A Saudi fan, of Egyptian descent, left his job in New York since his boss, a Jew, was not allowing him to travel to Doha for World Cup
Tunisian fans dance at Souq Waqif in Doha.
Tunisian fans dance at Souq Waqif in Doha.
Angshuman Roy

Angshuman Roy   |   Doha   |   Published 30.11.22, 04:06 AM

Gorging on curry and parotta in one of the many Kerala food joints that you find here, two men were discussing football in Spanish in an animated way. One was wearing a Mexico jersey, with his sombrero occupying the chair next to him. The conversation was peppered with the names Messi, ‘Tata’ Martino and Ochoa.

“Worst team of the 32 playing here is Mexico,” said one, clearly yet to digest the 0-2 loss to Argentina the other day. His name is Eder ‘Pollo’ Eduardo. The younger one, more of a listener, is Emmanuel Ornelas Lopez — an accountant who according to “Pollo’ always bungles with figures. It was banter.


They are among the thousands of football fans who are in Qatar to watch the World Cup. The Mexicans have come in numbers, singing and dancing and being gracious in defeat.

The Barahat Al Janoub fan clusters at Al Wakra in the outskirts of Doha have mostly South Americans checking in 24x7, feasting on Malayali and Bangladeshi food and even playing football. It takes almost one-anda-half hours — a bus takes you to the metro station and from there to the city centre — but the distance and the weariness that come with daily commuting fail to dampen their spirit.

“It’s a nice experience for us. Three matches and go home after a brief stay in Dubai,” Pollo says. One Qatari rial is equal to 5.31 Mexican pesos so that doesn’t burn a hole in the pocket too. “Yes, it works fine with us. But it’s not just the currency conversion rate that brings us here. In Mexico, football is a way of life.”

Mexico is one of the cohosts for the next World Cup along with the US and Canada and that was one of the reasons why many of them are in Qatar. “Next time Mexico will play hosts to the world. So we thought why not get the feel in Doha?” Gonzalez said.
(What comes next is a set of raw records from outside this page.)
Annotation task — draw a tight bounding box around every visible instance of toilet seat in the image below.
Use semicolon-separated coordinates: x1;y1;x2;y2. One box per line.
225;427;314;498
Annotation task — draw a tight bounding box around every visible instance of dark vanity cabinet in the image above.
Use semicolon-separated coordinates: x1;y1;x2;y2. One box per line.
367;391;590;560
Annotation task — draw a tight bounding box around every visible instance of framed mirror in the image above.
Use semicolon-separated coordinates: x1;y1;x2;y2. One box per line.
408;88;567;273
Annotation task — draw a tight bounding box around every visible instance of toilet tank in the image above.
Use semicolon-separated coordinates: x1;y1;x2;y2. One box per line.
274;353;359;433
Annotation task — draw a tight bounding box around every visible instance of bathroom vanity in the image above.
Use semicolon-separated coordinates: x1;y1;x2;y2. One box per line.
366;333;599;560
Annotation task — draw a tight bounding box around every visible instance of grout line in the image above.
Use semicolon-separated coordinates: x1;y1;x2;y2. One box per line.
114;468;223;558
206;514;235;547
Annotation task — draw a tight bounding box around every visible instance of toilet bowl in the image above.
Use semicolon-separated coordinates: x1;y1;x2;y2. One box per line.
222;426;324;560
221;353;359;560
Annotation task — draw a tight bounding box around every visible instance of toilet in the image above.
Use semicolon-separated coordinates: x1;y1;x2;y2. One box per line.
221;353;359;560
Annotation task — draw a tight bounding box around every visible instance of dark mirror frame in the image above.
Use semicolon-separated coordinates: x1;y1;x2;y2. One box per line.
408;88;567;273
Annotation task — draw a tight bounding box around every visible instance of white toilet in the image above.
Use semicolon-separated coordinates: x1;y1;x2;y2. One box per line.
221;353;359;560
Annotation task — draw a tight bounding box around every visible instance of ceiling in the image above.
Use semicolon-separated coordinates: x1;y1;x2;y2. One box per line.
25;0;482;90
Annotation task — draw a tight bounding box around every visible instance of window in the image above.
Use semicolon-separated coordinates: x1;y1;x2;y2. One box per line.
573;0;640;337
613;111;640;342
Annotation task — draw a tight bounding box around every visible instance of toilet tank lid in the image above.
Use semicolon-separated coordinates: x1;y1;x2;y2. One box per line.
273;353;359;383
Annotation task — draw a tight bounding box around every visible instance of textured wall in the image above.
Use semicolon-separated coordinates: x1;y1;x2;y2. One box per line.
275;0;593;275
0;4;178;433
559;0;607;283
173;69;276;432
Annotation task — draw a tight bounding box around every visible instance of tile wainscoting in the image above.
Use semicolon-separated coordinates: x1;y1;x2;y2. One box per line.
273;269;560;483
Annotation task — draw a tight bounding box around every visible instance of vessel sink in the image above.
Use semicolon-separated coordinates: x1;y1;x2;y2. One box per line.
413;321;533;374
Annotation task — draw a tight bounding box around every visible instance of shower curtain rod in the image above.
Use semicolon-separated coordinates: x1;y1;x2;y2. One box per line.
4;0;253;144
If against Poland the Mexican fans had literally taken over Stadium 974, at the Lusail Stadium they matched Argentine fans chant by chant. “We are like this only. We are never silent for a moment, always with the national team.”

Even the Argentine fans, who despite the promise of a false dawn since 1986, throng the stadiums backing their stars, agree to that. “We share a great rivalry with the Brazilians and Mexicans,” Luis Martinien from Buenos Aires says.

It’s not just South and North Americans who have taken Doha by storm.

Souq Waqif, the busiest marketplace in central Doha, keeps buzzing as World Cup enters the second week. A group of merry Tunisians weave through the thoroughfare. It started with 50 people and when they came back to the point from where they started, nearly 500 had joined them. It was 2.30am (local time).

Football can make you do astounding things. A Saudi fan, of Egyptian descent, left his job in New York since his boss, a Jew, was not allowing him to travel to Doha for the Cup. “Best World Cup ever. The Arab world has shown what we are capable of,” he says while chatting with an Omani fan during Portugal’s match against Uruguay at Lusail Stadium on Monday.

The Saudi fan may have acted on the spur of the moment, but for two IT entrepreneurs of Calcutta, Debmalya Dey and Jayanta Pal Chaudhuri, it has been meticulous planning. They are here till December 5 and have already watched five matches. They have tickets for five more games. 

“If it wasn’t in Doha, then maybe we would not have enjoyed this once-in-a-lifetime experience,” Dey, a Cristiano Ronaldo fan, says, digging into grilled fish at the Danat Al Bahar restaurant on the Al Wakrah beach. “The ambience is fantastic,” Pal Chaudhuri adds.